With this being the 25th season of the WNBA, one of its more anticipated moments was the announcement of the 25 greatest players of all time. The WNBA also did something similar in the 2016 season with the unveiling of its 20@20.
Those 25 players are as follows: Seimone Augustus, Sue Bird, Swin Cash, Tamika Catchings, Tina Charles, Cynthia Cooper, Elena Delle Donne, Sylvia Fowles, Yolanda Griffith, Brittney Griner, Becky Hammon, Lauren Jackson, Lisa Leslie, Angel McCoughtry, Maya Moore, Nneka Ogwumike, Candace Parker, Ticha Penicheiro, Cappie Pondexter, Katie Smith, Breanna Stewart, Sheryl Swoopes, Diana Taurasi, Tina Thompson and Lindsay Whalen.
Out of those 25, 10 are still active – an obvious testament to how the talent pool in the W has only become deeper and deeper as the seasons continue to advance.
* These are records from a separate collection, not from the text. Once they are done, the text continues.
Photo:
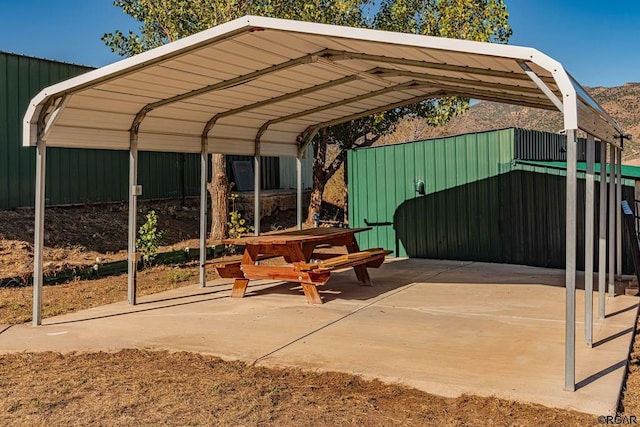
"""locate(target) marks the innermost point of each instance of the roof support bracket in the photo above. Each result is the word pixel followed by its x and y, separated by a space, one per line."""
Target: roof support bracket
pixel 542 85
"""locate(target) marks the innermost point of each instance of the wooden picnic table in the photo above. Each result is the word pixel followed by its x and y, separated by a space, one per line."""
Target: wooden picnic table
pixel 305 265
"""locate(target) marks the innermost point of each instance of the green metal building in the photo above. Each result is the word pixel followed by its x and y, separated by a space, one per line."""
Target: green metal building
pixel 78 176
pixel 469 197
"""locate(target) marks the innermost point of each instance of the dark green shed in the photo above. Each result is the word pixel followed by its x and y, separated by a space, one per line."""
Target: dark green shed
pixel 480 202
pixel 76 176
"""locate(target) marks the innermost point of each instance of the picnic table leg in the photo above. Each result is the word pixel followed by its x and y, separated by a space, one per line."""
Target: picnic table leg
pixel 311 292
pixel 239 288
pixel 361 270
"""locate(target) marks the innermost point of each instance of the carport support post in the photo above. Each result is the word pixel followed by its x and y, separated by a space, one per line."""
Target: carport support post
pixel 588 244
pixel 38 244
pixel 299 191
pixel 570 300
pixel 133 198
pixel 619 214
pixel 602 233
pixel 203 211
pixel 256 191
pixel 612 218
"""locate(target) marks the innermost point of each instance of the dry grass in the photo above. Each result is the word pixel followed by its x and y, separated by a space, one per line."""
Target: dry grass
pixel 15 303
pixel 135 387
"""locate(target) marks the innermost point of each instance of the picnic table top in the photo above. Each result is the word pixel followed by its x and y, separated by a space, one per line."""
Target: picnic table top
pixel 298 236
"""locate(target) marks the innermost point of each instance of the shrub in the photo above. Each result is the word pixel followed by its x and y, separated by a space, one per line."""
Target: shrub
pixel 149 239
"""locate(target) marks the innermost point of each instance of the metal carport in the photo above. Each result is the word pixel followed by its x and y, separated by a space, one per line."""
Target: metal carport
pixel 263 86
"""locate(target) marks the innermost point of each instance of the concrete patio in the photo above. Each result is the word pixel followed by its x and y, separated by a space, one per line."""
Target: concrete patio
pixel 444 327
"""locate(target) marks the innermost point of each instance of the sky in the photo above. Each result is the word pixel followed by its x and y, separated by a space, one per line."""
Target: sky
pixel 596 41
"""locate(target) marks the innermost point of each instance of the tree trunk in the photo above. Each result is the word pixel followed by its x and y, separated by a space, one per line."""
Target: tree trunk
pixel 219 192
pixel 319 175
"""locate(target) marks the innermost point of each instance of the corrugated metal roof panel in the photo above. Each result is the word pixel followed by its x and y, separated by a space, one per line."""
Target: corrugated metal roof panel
pixel 234 66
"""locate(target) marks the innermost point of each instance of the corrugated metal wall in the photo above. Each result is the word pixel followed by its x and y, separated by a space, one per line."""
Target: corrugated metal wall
pixel 77 176
pixel 487 213
pixel 544 146
pixel 20 79
pixel 383 178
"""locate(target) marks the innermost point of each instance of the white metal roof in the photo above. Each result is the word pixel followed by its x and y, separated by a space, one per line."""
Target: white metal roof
pixel 277 81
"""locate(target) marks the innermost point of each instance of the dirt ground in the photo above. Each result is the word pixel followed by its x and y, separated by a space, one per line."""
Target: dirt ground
pixel 138 387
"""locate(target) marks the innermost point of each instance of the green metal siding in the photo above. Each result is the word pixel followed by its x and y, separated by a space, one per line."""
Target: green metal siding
pixel 381 179
pixel 76 176
pixel 20 79
pixel 479 205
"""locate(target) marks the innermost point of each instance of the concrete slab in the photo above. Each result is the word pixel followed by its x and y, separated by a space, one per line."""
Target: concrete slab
pixel 441 326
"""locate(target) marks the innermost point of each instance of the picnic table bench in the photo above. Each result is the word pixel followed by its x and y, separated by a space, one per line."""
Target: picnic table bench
pixel 305 264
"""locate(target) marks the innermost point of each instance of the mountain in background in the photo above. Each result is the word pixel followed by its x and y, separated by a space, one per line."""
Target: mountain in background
pixel 622 103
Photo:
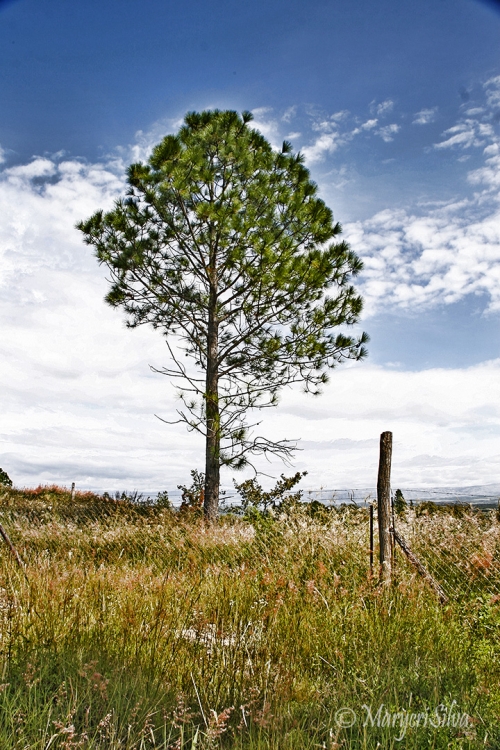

Any time announcements like this are made, it is almost certain to produce more than its fair share of conversation on social media. And as one could expect, WNBA Twitter was abuzz with reaction once the announcement was made.
Did the W get it right? Who was unceremoniously left off? Here are a few thoughts about the W25 unveiling in this week’s Starting Five.
Lack of fanfare
When one thinks about it, this announcement of the 25 greatest came by way of the W with almost no fanfare. Given it is the league’s 25th anniversary and it is making an announcement that is sure to create plenty of buzz, there should have been plenty more build-up to the big news as opposed to a simple announcement during the Chicago Sky-Las Vegas Aces contest.
This was an opportunity for the WNBA to go big and bold. The top 25 announcement should have happened in a 30-minute to 1-hour special on ESPN with additional time to honor the 25 greatest on either NBA TV or via the W’s Twitter. It appeared Cathy Engelbert and the WNBA put more of an emphasis to hype up the Commissioner’s Cup Final between the Seattle Storm and Connecticut Sun than the honoring of its 25 GOATs.
Speaking of which – as expected, there was plenty of Seattle Storm representation on this list. From Lauren Jackson to Sue Bird to Swin Cash to Breanna Stewart to Yolanda Griffith to Katie Smith and Tina Thompson.
Say what one wants about Mechelle Voepel’s recent list of the greatest WNBA franchises of all time (love ya but the Houston Comets are top two and we all know they are not two) – there is a reason why the Storm are so respected within not only WNBA but sports circles. Not only have they been successful as a franchise, but have been a model franchise in terms of advocacy for social change. A blueprint for sports franchises inside and outside of the basketball realm.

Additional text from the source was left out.